Marc expresó en voz alta lo que yo mismo tenía en mente:
—Lo que me mosquea es que, al final, la Biblia va a tener razón con lo del diluvio, precisamente ahora que ya no hay nadie que se lo crea.
—¿Cómo que no, Marc? —exclamó la doctora Torrent, sin dejar de contemplar al Viajero—. Yo sí lo creo. Es más, estoy absolutamente convencida de que ocurrió de verdad. Pero no porque la Biblia judeocristiana relate que Yahvé, descontento con la humanidad, decidiera destruirla con un diluvio que duró cuarenta días y cuarenta noches, sino porque, además, el mito de Viracocha cuenta exactamente lo mismo, y también la mitología mesopotámica, en el Poema de Gilgamesh, donde se cuenta que el dios Enlil envió un diluvio para destruir a la humanidad y que un hombre llamado Ut-Napishtim construyó un arca en la que cargó todas las semillas y las especies animales del mundo para salvarlas. También aparece mencionado en la mitología griega y en la china, donde un tal Yu construyó durante trece años unos enormes canales que salvaron a parte de la población de la destrucción por el diluvio. ¿Quiere más? —preguntó, volviéndose a mirarlo—. En los libros sagrados de la India, el Bhagavata Purana y el Mahabharata, se recoge el diluvio con todo detalle y se repite la historia del héroe y su barca salvadora. Los aborígenes de Australia tienen el mito del Gran Diluvio que destruyó el mundo para poder crear un nuevo orden social, y también los indios de Norteamérica cuentan una historia parecida, y los esquimales y casi todas las tribus de África. ¿No le parece curioso? Porque a mí sí. Mucho.
Bueno, tantas coincidencias no podían ser casualidad.
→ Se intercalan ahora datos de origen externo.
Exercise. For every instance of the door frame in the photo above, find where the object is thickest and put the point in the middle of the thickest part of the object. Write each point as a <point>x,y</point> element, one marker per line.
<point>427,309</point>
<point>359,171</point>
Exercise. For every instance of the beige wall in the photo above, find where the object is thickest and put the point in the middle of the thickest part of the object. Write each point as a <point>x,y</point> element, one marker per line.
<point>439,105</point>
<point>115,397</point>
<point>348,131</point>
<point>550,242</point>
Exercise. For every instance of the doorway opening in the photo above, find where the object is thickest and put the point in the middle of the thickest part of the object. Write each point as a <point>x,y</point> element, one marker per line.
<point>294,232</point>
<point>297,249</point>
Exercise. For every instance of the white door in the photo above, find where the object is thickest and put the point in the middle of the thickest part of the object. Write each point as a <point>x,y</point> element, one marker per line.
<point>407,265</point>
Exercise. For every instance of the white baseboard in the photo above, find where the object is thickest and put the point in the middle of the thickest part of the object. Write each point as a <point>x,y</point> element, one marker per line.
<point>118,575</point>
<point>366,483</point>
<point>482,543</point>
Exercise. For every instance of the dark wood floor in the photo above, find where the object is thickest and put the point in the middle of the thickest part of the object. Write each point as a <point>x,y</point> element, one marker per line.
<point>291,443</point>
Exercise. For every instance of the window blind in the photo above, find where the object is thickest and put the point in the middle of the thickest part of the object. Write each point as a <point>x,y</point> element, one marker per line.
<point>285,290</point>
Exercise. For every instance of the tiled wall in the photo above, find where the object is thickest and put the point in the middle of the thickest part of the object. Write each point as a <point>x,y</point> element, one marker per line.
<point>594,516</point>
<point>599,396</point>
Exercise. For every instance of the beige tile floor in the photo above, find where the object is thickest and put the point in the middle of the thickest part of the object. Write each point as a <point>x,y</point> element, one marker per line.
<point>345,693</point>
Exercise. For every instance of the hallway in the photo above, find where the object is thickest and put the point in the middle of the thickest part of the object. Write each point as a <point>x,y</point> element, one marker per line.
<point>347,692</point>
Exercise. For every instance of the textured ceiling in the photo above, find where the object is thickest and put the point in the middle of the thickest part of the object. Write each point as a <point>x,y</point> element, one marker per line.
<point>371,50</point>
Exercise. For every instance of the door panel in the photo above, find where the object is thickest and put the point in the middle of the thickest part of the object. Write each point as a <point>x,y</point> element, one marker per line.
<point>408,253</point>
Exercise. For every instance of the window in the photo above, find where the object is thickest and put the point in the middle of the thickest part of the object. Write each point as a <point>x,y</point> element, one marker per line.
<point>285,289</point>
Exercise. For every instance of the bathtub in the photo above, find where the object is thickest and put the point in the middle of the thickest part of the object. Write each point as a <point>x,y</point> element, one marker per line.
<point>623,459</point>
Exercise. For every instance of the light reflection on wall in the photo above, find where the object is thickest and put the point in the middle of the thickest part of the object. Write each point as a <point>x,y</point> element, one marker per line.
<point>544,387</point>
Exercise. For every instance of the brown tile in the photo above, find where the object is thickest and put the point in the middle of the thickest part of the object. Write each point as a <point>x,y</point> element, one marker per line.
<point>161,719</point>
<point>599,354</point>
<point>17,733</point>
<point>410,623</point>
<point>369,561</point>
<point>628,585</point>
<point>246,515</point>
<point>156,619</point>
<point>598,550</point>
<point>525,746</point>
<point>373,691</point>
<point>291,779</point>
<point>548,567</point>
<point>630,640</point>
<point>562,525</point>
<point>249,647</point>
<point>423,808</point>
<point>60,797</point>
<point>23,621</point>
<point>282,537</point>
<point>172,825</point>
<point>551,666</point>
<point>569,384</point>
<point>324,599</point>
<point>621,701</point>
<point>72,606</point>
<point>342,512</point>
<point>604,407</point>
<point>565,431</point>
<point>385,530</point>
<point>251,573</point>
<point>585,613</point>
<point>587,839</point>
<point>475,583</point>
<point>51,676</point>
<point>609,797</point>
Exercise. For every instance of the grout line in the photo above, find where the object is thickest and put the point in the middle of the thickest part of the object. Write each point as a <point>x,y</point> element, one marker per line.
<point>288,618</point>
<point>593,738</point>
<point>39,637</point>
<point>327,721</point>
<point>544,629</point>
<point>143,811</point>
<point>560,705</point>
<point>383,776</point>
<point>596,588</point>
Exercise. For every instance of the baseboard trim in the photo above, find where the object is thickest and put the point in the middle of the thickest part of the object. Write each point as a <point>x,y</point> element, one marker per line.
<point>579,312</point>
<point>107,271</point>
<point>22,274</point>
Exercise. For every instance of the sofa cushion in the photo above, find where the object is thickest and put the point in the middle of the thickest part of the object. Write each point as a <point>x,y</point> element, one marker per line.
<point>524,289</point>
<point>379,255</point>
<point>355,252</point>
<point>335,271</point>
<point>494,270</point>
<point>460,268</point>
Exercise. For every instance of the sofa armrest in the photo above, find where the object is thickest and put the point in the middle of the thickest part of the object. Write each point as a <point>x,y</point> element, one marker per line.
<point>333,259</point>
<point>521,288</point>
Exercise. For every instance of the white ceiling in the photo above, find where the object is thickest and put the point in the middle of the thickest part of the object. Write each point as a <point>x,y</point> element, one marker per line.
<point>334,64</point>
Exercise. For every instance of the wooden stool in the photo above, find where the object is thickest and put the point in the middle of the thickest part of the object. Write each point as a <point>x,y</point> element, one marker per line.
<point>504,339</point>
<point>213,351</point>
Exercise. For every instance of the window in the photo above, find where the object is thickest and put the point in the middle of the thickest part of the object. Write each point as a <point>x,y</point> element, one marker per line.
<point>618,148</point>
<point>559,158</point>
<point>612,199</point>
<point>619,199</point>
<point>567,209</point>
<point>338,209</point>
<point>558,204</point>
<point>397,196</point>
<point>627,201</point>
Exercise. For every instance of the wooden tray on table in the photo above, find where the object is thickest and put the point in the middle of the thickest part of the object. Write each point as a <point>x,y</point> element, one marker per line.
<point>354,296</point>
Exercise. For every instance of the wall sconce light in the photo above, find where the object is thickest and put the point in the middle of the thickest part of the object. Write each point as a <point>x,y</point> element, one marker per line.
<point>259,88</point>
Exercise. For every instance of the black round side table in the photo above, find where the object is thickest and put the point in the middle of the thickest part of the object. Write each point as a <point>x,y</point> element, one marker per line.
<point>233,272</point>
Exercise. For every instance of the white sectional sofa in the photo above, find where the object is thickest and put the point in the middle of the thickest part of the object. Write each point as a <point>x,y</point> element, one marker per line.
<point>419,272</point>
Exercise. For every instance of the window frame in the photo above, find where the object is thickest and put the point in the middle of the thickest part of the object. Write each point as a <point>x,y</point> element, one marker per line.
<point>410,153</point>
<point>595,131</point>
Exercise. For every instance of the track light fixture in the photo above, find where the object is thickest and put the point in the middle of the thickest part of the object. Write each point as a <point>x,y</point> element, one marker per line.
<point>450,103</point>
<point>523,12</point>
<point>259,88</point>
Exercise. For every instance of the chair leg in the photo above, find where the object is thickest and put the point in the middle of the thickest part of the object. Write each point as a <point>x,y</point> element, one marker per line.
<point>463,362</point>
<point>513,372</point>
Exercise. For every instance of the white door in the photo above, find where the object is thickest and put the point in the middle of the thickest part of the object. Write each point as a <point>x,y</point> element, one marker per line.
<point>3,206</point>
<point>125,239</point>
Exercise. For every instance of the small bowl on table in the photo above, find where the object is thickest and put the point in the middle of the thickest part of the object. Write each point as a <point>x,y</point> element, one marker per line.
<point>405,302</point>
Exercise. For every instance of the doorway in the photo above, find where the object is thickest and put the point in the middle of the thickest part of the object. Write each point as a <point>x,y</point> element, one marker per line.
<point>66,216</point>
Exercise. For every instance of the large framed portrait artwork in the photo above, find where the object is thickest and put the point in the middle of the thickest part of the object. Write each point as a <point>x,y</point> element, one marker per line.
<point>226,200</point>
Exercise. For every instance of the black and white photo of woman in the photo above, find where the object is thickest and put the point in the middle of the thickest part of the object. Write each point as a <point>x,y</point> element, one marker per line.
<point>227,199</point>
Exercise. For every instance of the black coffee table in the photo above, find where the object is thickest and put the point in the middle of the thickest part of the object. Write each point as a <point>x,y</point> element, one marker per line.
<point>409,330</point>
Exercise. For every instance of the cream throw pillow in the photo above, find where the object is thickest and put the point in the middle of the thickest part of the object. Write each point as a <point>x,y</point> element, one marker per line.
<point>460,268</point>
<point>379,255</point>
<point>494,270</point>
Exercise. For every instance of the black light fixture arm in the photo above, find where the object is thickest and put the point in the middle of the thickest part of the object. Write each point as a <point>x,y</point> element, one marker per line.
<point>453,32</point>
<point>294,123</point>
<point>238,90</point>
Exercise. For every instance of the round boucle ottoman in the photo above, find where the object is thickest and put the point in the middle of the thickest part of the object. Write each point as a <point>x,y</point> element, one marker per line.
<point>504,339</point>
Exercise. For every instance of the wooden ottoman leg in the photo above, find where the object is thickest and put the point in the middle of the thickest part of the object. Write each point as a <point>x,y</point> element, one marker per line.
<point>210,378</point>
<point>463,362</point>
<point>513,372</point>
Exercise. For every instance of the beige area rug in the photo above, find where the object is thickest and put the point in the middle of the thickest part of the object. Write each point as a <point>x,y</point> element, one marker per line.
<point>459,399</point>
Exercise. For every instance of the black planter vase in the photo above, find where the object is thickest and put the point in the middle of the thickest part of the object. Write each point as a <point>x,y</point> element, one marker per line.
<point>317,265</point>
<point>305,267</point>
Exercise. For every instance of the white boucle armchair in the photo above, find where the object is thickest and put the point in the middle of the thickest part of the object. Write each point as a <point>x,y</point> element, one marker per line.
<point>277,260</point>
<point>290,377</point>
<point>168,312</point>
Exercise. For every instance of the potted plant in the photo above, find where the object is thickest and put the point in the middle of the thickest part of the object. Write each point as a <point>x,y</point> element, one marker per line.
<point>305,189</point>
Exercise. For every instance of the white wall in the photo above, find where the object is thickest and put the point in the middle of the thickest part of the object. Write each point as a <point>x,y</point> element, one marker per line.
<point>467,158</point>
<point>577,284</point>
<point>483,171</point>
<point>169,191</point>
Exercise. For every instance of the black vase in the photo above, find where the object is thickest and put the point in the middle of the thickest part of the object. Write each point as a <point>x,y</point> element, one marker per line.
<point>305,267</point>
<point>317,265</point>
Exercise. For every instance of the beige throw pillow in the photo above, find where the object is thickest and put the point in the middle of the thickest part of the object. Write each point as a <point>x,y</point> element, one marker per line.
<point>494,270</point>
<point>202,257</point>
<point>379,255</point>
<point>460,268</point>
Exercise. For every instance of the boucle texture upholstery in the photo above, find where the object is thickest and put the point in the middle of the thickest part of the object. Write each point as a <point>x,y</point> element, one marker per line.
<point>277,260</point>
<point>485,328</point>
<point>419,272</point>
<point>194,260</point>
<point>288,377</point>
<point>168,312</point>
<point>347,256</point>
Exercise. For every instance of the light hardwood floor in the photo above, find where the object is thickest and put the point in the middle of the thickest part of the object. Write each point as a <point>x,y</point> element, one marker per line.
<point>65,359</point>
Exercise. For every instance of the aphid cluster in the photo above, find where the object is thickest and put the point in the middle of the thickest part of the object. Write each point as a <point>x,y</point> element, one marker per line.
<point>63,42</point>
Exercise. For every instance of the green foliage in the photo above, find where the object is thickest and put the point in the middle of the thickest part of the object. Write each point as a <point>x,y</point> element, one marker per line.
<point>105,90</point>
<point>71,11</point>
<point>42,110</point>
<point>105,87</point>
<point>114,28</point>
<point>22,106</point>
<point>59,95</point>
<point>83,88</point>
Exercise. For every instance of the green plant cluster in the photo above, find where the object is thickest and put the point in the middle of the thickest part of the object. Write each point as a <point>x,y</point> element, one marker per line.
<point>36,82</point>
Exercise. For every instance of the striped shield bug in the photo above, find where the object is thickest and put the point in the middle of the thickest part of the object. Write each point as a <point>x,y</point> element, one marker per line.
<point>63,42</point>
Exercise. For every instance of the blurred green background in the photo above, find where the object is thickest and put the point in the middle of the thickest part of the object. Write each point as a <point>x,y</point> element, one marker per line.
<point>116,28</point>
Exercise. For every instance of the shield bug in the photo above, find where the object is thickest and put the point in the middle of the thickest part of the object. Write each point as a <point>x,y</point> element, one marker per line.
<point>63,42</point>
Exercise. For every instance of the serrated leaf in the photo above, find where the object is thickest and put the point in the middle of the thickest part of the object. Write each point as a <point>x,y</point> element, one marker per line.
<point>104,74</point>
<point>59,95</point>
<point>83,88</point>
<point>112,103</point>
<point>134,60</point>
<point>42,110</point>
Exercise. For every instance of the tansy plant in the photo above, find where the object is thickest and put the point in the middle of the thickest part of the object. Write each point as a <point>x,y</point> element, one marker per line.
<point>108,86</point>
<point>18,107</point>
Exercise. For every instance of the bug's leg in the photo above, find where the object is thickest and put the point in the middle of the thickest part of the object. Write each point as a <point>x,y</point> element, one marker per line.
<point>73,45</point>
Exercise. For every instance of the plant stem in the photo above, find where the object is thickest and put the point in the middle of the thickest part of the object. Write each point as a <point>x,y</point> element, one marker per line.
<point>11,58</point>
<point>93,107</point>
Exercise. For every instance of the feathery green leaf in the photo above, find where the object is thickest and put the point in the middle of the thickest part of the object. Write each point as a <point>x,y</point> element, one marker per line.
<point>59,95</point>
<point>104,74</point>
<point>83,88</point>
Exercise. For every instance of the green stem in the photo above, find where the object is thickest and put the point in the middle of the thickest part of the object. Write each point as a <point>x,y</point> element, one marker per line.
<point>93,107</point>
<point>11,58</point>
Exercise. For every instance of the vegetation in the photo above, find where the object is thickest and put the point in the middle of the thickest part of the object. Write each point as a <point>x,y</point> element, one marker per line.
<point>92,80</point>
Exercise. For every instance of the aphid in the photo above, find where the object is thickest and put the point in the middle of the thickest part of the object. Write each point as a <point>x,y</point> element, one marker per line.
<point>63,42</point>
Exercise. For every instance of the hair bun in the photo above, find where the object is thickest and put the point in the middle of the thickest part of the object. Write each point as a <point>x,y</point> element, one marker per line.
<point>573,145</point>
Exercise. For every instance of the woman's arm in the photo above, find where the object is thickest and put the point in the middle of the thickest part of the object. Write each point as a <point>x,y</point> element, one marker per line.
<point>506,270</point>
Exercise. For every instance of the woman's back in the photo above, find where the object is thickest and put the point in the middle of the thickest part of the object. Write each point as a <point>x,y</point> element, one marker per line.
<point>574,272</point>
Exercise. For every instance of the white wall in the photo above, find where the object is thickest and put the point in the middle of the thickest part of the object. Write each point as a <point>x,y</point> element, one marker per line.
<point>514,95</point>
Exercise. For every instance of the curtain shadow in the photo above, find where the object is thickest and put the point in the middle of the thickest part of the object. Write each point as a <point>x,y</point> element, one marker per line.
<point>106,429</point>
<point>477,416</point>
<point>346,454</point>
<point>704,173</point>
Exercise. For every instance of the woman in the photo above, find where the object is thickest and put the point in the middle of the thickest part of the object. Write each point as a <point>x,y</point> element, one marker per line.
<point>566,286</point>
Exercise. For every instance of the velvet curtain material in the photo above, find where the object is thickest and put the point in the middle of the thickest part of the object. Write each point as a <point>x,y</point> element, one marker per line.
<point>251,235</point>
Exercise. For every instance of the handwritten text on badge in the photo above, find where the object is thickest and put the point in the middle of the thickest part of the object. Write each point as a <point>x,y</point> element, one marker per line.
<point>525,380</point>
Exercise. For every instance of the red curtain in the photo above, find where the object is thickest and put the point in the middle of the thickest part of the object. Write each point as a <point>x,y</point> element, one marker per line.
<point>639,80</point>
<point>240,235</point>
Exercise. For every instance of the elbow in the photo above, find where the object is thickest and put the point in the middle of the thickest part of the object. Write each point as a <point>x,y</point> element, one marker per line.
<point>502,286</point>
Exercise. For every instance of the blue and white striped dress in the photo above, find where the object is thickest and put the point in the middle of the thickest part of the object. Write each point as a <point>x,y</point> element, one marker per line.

Quizá era cierto que había existido un diluvio universal, quizá los libros y los mitos sagrados necesitaban una revisión científica, una lectura laica e imparcial que desvelara la historia auténtica transformada en religión. ¿Por qué negarles toda validez
a priori
? A lo mejor contenían verdades importantes que nos estábamos negando a aceptar sólo porque olían a superstición e incienso.
—¿Y cuándo se supone que ocurrió? —preguntó
Jabba
, escéptico.
—Ése es otro dato interesante —comentó la doctora mientras se inclinaba para examinar el faldellín con flecos del Viajero—. Podría decirse que casi todas las versiones coinciden bastante: entre ocho mil y doce mil años atrás.